亞臨界壓力鍋爐的研究

①頁數(shù) 39
②字?jǐn)?shù) 30927
③摘要
與發(fā)達國家相比，我國電力工業(yè)的起步較晚。解放前，我國還沒有自己的鍋爐制造業(yè)；解放后，我國先后在哈爾濱、上海、四川、北京、武漢等地建立了鍋爐生產(chǎn)基地。50年代后期設(shè)計并制造了與50MW汽輪發(fā)電機組配套的容量為230t/h的鍋爐。六七十年代，我國的電力工業(yè)有了較快的發(fā)展，到七十年代末，已先后設(shè)計和制造了與125、200、300MW汽輪發(fā)電機組配套的容量為400、670、1000t/h高壓、超高壓和亞臨界壓力的鍋爐[1] [2] [3]。80年代中期，我國先后引進了與300、600MW汽輪發(fā)電機組配套的1025、2008t/h的亞臨界壓力鍋爐?，F(xiàn)在，我國已有能力自行設(shè)計并制造與600MW汽輪發(fā)電機組配套的2000t/h級的超臨界兩次中間再熱的電站鍋爐，現(xiàn)在，我國已有大量亞臨界大型鍋爐機組的制造和運行經(jīng)驗，但與世界先進機組相比還有一定差距，應(yīng)當(dāng)盡快進行改造，縮短這些差距。

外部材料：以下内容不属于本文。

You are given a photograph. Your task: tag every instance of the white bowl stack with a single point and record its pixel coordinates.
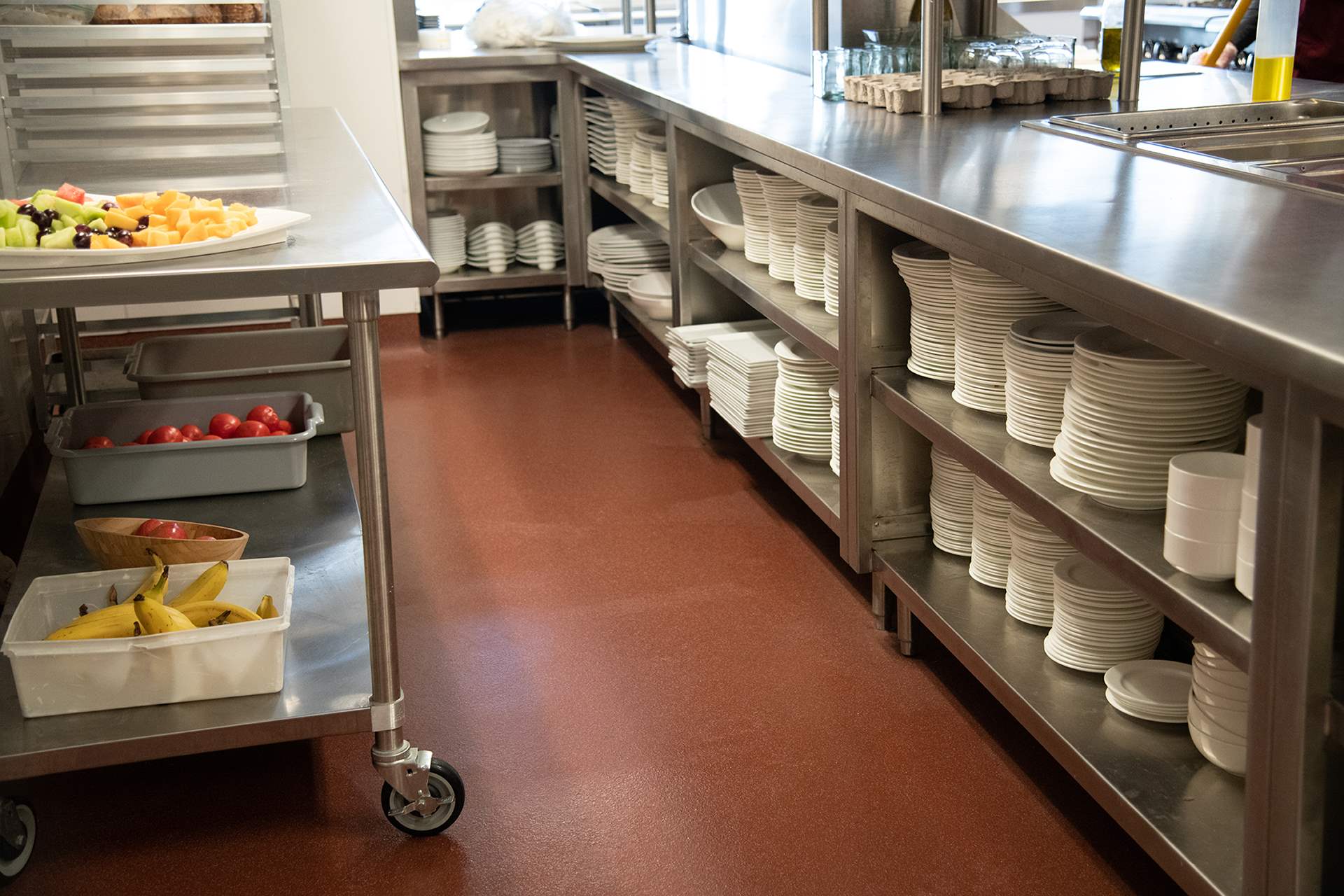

為進一步降低每千瓦的設(shè)備投資、金屬消耗、運行管理費用，提高機組運行的經(jīng)濟性和安全性，高參數(shù)、大容量、高自動控制技術(shù)的大型電站鍋爐及低污染燃燒技術(shù)已成為當(dāng)今電站鍋爐的發(fā)展趨勢。故對這些問題進行研究，針對它們所存在的問題，對其相應(yīng)地進行改造并提出一些先進的技術(shù)方案，從而減輕故障的嚴(yán)重程度，減少鍋爐的事故率，提高鍋爐的可用率和運行效率，為今后亞臨界壓力鍋爐的設(shè)計和運行提供一些借鑒經(jīng)驗。
本文的出發(fā)點是亞臨界鍋爐的技術(shù)研究，通過闡述亞臨界參數(shù)下自然循環(huán)和控制循環(huán)的水動力特性，介紹亞臨界與超臨界鍋爐的主要技術(shù)特點，對亞臨界鍋爐和超臨界鍋爐的運行可靠性、熱經(jīng)濟性及主要系統(tǒng)等方面作了詳細的比較，從而得出了亞臨界鍋爐對我國電力工業(yè)的發(fā)展的重要意義。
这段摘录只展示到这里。